At 2am, I can be found hiding out on deep cable, the uncharted region of television found between channels 120 and 680, where perpetual reruns of Cops flow abundantly from the vaults of Fox Reality Network.
Tonight's location is Austin, Texas.
Summer.
Sometime in the early 1990's.
The cars, watches, and hairstyles betray the chronological reality of "present day." Although I don't remember this as such, everything was boxier in the 1990's. Hopefully most of these people have gone on with their lives since their 15 minutes of primetime infamy. But the one universal truth about cops isn't derived from the snippets of street geopolitical philosophy dispensed from law enforcement officers in high and tights. While it seems as though everyone arrested isn't wearing a shirt, this too isn't always true. There IS one thread that ties all the episodes of Cops together into a masterpiece of junk food TV.

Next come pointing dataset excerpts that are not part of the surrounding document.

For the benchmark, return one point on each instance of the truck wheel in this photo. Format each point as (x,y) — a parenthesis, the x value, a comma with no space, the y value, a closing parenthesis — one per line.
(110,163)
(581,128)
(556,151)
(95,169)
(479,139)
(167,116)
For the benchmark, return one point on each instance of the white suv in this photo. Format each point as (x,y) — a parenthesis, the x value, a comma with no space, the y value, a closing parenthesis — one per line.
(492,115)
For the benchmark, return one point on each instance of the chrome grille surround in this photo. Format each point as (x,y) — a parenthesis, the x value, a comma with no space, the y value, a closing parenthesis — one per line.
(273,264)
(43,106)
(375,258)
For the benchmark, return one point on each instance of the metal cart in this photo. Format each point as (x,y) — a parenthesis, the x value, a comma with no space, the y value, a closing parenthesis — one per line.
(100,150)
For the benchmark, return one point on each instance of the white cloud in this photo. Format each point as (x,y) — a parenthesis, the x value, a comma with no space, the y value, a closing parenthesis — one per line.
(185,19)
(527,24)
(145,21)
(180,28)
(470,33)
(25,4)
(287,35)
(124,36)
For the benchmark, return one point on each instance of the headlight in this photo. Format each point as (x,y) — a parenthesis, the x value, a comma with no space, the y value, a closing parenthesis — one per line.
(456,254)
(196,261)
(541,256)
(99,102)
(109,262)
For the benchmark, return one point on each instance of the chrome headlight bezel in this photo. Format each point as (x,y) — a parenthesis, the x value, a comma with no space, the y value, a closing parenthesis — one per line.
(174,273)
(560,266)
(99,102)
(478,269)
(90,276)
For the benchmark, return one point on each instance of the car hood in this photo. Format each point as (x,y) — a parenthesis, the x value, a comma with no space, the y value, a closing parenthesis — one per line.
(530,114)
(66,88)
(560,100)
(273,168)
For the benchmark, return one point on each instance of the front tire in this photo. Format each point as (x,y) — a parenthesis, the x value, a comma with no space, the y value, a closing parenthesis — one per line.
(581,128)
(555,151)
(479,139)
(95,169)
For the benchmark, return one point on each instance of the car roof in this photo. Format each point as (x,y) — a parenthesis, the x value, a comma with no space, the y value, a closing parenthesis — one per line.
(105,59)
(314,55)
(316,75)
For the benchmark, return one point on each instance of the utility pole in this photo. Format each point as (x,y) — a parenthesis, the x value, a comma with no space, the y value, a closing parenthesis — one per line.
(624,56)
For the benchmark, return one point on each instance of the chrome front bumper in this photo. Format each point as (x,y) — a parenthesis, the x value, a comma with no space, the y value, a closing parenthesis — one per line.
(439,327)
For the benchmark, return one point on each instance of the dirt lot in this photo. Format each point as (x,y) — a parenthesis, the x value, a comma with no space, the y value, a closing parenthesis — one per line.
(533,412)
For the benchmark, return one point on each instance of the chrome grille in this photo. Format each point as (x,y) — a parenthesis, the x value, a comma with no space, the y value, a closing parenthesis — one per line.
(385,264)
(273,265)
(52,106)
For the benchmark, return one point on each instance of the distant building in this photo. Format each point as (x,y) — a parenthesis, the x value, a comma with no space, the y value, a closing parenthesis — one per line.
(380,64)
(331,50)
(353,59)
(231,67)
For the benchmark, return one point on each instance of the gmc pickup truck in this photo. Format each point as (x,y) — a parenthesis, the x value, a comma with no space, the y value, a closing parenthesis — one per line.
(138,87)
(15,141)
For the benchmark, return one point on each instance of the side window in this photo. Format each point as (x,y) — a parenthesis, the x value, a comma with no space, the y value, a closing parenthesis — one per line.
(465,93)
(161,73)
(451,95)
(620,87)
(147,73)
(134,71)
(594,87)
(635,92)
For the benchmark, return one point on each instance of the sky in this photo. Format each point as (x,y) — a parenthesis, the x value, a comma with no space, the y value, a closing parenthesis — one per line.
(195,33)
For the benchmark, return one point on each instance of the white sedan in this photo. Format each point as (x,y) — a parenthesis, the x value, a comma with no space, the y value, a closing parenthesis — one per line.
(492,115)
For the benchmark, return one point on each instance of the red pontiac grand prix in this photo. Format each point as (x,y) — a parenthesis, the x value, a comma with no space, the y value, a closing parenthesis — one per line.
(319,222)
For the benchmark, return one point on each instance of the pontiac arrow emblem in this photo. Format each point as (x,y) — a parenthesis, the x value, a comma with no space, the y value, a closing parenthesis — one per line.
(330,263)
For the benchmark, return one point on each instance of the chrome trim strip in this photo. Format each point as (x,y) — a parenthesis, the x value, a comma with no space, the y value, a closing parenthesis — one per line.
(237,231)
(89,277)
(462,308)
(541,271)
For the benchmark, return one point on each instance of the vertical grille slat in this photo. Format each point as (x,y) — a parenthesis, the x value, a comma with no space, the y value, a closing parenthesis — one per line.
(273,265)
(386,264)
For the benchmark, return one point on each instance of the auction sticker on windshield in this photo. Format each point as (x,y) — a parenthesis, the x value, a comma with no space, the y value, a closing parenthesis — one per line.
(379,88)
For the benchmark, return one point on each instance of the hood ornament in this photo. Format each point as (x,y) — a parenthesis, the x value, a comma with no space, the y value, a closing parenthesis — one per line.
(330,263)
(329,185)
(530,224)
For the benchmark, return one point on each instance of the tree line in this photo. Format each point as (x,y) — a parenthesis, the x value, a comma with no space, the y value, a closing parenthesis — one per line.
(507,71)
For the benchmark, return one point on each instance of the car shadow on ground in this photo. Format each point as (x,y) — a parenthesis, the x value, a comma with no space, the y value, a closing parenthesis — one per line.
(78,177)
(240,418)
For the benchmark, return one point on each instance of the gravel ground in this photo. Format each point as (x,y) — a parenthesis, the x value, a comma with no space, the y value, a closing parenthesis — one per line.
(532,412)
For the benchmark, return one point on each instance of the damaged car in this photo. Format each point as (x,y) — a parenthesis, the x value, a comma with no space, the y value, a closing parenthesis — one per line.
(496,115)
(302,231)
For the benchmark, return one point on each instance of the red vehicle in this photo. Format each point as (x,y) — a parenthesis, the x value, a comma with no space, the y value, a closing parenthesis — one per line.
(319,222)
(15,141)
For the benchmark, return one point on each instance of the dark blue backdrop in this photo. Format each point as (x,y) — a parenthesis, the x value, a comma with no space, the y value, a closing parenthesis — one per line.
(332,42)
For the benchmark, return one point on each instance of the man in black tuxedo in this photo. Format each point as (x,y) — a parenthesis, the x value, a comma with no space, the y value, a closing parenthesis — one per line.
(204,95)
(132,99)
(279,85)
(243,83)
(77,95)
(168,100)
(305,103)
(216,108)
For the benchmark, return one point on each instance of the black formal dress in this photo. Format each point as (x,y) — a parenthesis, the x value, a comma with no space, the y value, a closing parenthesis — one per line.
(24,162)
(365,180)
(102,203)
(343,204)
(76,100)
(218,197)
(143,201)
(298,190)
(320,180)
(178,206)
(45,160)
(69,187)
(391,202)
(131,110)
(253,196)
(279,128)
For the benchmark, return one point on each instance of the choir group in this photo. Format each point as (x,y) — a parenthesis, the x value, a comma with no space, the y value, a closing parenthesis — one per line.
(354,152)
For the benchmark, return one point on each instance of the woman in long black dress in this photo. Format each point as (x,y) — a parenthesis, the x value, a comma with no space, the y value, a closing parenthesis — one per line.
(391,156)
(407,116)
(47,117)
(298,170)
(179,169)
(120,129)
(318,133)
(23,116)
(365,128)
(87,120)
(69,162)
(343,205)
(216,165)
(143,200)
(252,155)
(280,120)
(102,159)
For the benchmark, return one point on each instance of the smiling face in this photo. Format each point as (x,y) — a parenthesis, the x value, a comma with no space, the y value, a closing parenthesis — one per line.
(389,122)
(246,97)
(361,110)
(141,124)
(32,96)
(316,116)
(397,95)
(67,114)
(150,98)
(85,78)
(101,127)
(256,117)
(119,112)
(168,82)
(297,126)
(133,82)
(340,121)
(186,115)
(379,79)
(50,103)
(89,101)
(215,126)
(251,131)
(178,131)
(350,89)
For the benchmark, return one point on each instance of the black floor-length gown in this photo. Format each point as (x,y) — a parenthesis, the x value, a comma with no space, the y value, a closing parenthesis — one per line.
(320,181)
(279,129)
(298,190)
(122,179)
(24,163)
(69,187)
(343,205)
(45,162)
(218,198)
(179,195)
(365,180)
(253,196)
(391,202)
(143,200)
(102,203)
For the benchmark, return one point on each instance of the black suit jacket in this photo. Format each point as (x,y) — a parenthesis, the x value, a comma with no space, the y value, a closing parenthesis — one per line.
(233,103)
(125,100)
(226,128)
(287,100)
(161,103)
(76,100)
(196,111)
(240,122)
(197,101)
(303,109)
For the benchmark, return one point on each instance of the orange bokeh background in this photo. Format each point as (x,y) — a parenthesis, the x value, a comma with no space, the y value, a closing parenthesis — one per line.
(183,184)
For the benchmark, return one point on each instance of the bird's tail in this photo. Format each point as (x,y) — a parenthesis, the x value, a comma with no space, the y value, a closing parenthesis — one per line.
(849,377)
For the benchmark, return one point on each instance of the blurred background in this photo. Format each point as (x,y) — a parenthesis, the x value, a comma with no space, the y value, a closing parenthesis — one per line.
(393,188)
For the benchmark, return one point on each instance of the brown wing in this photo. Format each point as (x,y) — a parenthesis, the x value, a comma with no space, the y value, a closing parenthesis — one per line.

It' s always summer on reality TV.
Any night of the week, I can tune in and watch slightly overweight men chase down fleeing perps while wearing short sleeves and sweating profusely. Winter simplified is nothing more than a wait and the math is undeniable. Subtract the last warm day from the winter and you get 4 months of low concrete gray skies and cold fingers. Upstate New York hasn't seen two solid hours of sunlight in what seems like weeks. There is a slight yet twisted solace to be found in decade old footage of a summer night long forgotten.
There are no shows about waiting for winter to break, shoveling snow, or washing the whitewash crust of road salt from your car. Those are tales better left in the land of never summer, a place too real for reality TV.